I received a pre-assembled shopfox base when I bought my used Grizzly G0555X bandsaw. The thing was a real pain to move around and seemed tippy because of this. The wheels didn't clear the frame of the unit and this was the cause of the problem. I took the saw off the stand (major pain and examined the wheel setup closely. I found that although they appear to be concentric they are actually offset just a tad and the guy who originally assembled the base ignored that. After remounting the wheels in the right orientation the stand rolls like a champ and it is very sturdy. Now if I can just get the saw back on that bad boy I'll be mobile again.


----------



## jdurnya (Apr 10, 2014)

I purchased the shopfox HD base for my 7.5 HP Delta Shaper I agree the side rails were a bit of a pain to adjust .. but I would rather have them on the snug side than sloppy… typically I weld up my own mobile bases but I needed this in a pinch and it works well for the money !

Joe


----------



## woodshaver (Mar 21, 2009)

I got this same one for my band saw and I do agree it's a pain to assemble but once it's together It's a good sturdy roll a round base.


----------



## felkadelic (Jun 12, 2011)

I have one of these for my band saw and one for my table saw. I assembled the band saw one first and followed the instructions exactly, including struggling to attach the fixed casters to the corner brace. For the table saw I removed the axle and caster before attaching the caster plate to the corner brace, and this was much easier!


----------



## darthford (Feb 17, 2013)

I had the same experience with mine, had to remove the casters, went ahead and replaced them with urethane wheels. Beating the thing together with a mallet was annoying. There is clearly a market for a better designed mobile base imo.
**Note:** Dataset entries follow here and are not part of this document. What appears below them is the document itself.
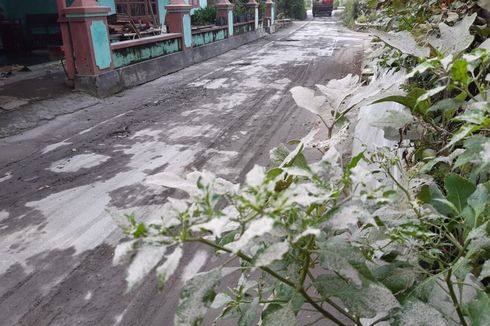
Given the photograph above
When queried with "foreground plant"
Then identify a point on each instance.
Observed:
(375, 238)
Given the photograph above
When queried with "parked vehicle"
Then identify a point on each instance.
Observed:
(322, 8)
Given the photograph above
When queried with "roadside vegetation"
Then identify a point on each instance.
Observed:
(295, 9)
(396, 234)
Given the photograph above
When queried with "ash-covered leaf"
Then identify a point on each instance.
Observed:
(366, 302)
(220, 224)
(485, 4)
(458, 190)
(485, 272)
(403, 41)
(196, 297)
(278, 315)
(479, 309)
(168, 268)
(418, 313)
(255, 229)
(342, 258)
(395, 117)
(456, 38)
(396, 276)
(271, 253)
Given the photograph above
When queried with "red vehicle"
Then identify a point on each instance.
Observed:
(322, 8)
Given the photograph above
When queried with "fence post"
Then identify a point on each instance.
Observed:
(224, 9)
(89, 37)
(66, 38)
(254, 7)
(269, 13)
(178, 20)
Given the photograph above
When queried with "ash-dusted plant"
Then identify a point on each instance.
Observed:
(397, 235)
(345, 243)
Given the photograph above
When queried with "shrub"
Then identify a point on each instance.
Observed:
(204, 16)
(295, 9)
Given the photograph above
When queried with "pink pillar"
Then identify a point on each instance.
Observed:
(65, 36)
(269, 13)
(224, 10)
(254, 8)
(89, 37)
(178, 20)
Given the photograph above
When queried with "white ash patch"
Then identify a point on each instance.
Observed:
(4, 215)
(216, 84)
(78, 162)
(54, 146)
(196, 112)
(195, 265)
(199, 83)
(146, 133)
(6, 176)
(183, 131)
(103, 122)
(221, 161)
(227, 102)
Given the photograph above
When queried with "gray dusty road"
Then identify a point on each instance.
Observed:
(64, 183)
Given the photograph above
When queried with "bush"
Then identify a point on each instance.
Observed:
(295, 9)
(354, 9)
(204, 16)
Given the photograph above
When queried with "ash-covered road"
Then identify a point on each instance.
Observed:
(64, 183)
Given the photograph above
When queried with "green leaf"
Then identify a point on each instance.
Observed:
(248, 312)
(278, 315)
(459, 71)
(397, 276)
(410, 100)
(366, 302)
(431, 92)
(196, 297)
(461, 268)
(479, 200)
(403, 41)
(485, 272)
(478, 241)
(446, 105)
(140, 231)
(431, 194)
(479, 309)
(458, 190)
(221, 300)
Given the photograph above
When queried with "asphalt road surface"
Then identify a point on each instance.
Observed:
(66, 181)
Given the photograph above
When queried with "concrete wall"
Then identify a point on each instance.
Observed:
(127, 56)
(145, 71)
(203, 38)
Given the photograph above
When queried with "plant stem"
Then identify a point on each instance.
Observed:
(452, 294)
(269, 271)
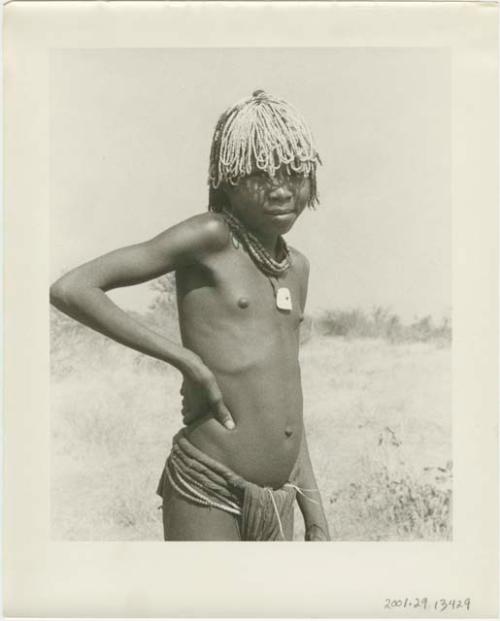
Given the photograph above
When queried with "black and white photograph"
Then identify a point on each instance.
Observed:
(251, 255)
(251, 296)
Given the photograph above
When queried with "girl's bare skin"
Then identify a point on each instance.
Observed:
(242, 397)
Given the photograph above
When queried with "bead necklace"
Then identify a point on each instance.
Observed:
(266, 263)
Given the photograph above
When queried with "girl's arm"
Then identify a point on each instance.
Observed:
(310, 503)
(81, 294)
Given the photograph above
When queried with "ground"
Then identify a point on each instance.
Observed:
(377, 414)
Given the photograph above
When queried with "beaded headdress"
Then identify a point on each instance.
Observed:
(263, 133)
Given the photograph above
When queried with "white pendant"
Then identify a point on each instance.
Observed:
(284, 299)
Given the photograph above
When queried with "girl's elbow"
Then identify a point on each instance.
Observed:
(63, 293)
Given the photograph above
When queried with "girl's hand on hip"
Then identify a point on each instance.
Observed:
(200, 394)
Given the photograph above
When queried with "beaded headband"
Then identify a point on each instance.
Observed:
(260, 133)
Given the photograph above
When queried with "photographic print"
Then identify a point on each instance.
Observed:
(251, 284)
(236, 183)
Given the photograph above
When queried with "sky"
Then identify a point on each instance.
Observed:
(130, 133)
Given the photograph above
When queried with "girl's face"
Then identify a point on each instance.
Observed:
(269, 204)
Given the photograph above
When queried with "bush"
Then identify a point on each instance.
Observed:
(381, 323)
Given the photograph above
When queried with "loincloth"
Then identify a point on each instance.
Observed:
(263, 513)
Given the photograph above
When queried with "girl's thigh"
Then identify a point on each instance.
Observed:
(187, 521)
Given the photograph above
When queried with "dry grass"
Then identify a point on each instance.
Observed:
(377, 413)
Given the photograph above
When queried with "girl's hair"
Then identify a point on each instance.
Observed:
(260, 133)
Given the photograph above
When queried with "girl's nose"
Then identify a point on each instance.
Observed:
(280, 191)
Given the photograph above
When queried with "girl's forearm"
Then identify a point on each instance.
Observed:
(92, 307)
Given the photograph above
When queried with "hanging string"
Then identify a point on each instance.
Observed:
(259, 255)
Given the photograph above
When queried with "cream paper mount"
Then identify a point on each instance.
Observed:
(95, 136)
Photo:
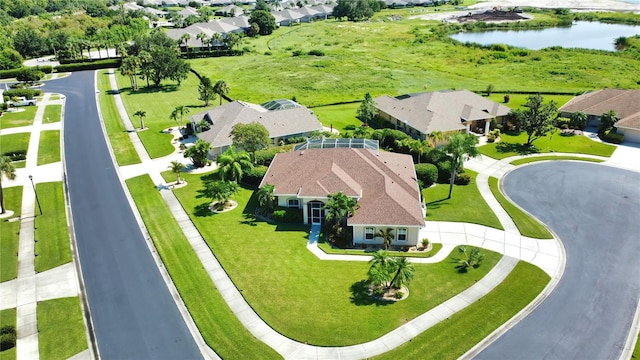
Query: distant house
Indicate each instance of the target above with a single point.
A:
(282, 118)
(383, 183)
(626, 104)
(447, 111)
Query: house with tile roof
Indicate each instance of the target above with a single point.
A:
(383, 184)
(447, 111)
(290, 119)
(626, 104)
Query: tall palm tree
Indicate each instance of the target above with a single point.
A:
(141, 114)
(233, 164)
(177, 167)
(6, 170)
(221, 88)
(460, 147)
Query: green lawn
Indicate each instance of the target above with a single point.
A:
(52, 236)
(544, 158)
(8, 317)
(17, 119)
(510, 145)
(49, 147)
(466, 204)
(463, 330)
(61, 331)
(120, 143)
(527, 225)
(285, 275)
(9, 234)
(218, 325)
(52, 113)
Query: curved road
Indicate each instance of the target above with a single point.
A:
(133, 313)
(595, 211)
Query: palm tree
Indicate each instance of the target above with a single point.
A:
(460, 147)
(221, 88)
(404, 272)
(387, 237)
(141, 114)
(233, 164)
(6, 170)
(177, 167)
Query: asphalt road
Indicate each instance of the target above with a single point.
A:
(595, 210)
(133, 312)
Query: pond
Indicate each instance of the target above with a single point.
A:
(583, 34)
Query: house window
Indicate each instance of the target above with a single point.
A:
(402, 234)
(368, 233)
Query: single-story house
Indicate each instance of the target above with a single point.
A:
(447, 111)
(626, 104)
(383, 184)
(290, 119)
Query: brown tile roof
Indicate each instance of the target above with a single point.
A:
(279, 123)
(386, 182)
(440, 110)
(626, 104)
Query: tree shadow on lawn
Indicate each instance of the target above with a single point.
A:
(360, 295)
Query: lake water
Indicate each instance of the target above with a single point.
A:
(583, 34)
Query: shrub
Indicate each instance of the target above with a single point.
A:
(427, 173)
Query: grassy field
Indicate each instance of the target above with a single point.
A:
(285, 275)
(120, 142)
(49, 147)
(9, 233)
(463, 330)
(52, 113)
(8, 317)
(553, 158)
(511, 145)
(527, 225)
(52, 237)
(17, 119)
(61, 331)
(466, 204)
(218, 325)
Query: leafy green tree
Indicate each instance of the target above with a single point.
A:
(460, 147)
(232, 164)
(265, 21)
(6, 170)
(367, 110)
(206, 90)
(198, 153)
(250, 137)
(177, 167)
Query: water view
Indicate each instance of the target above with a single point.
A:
(586, 35)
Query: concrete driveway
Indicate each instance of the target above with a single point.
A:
(595, 211)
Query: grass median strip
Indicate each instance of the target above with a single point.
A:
(52, 237)
(218, 325)
(527, 225)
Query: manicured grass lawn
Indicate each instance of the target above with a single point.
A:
(61, 332)
(321, 298)
(527, 225)
(466, 204)
(8, 317)
(543, 158)
(120, 142)
(49, 147)
(52, 236)
(17, 119)
(218, 325)
(463, 330)
(511, 145)
(9, 233)
(52, 113)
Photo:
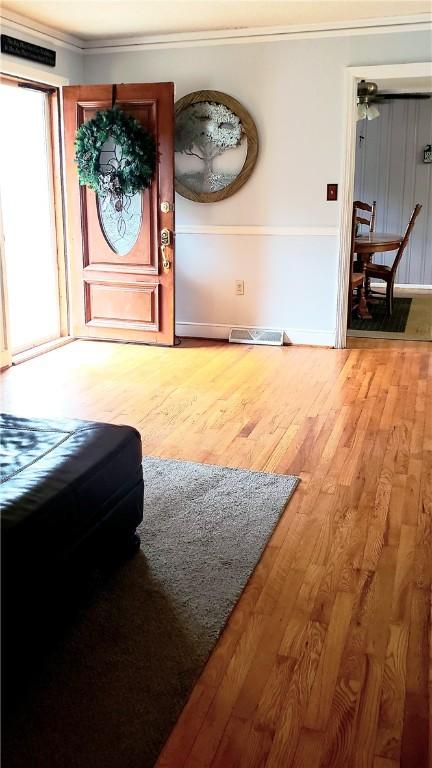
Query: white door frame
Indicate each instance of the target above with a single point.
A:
(352, 77)
(9, 66)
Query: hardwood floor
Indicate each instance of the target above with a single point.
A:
(326, 659)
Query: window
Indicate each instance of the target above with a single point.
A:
(28, 214)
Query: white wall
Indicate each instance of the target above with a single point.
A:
(69, 62)
(390, 170)
(294, 91)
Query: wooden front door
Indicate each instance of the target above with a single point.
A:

Foot operated for one that lets the machine sit on 4 pads not 2. I will say Grizzly's built in mobile base for some of their machines, the 3 wheel foot operated design works quite well.


----------



## IHRedRules (May 11, 2014)

I just received my base today and assembled it. I was really worried after reading your review that it'd be a pain to assemble, however, it went together pretty easy. I found a trick for getting the bolts/nuts fastened onto the casters. I started by working on the holes on the outside since they are easy to reach. Once the bolts/nuts were on the outside holes, I stuck the bolt through from the top, put the nut/lock washer in my socket with an extension and fed it up from the bottom. I found that made things much easier than trying to turn it over and stick my hands in there and try to feed a washer/nut onto the bolt. Over all I am pleased with how the TS sits on the base and how well it moves around the shop.


----------



## dragondncr (Jan 4, 2009)

I bought this base also for my grizzly table saw with the extension. Assembly wasn't bad and it works well. My only complaint is the knobs are so small. Knobs need to be larger.


----------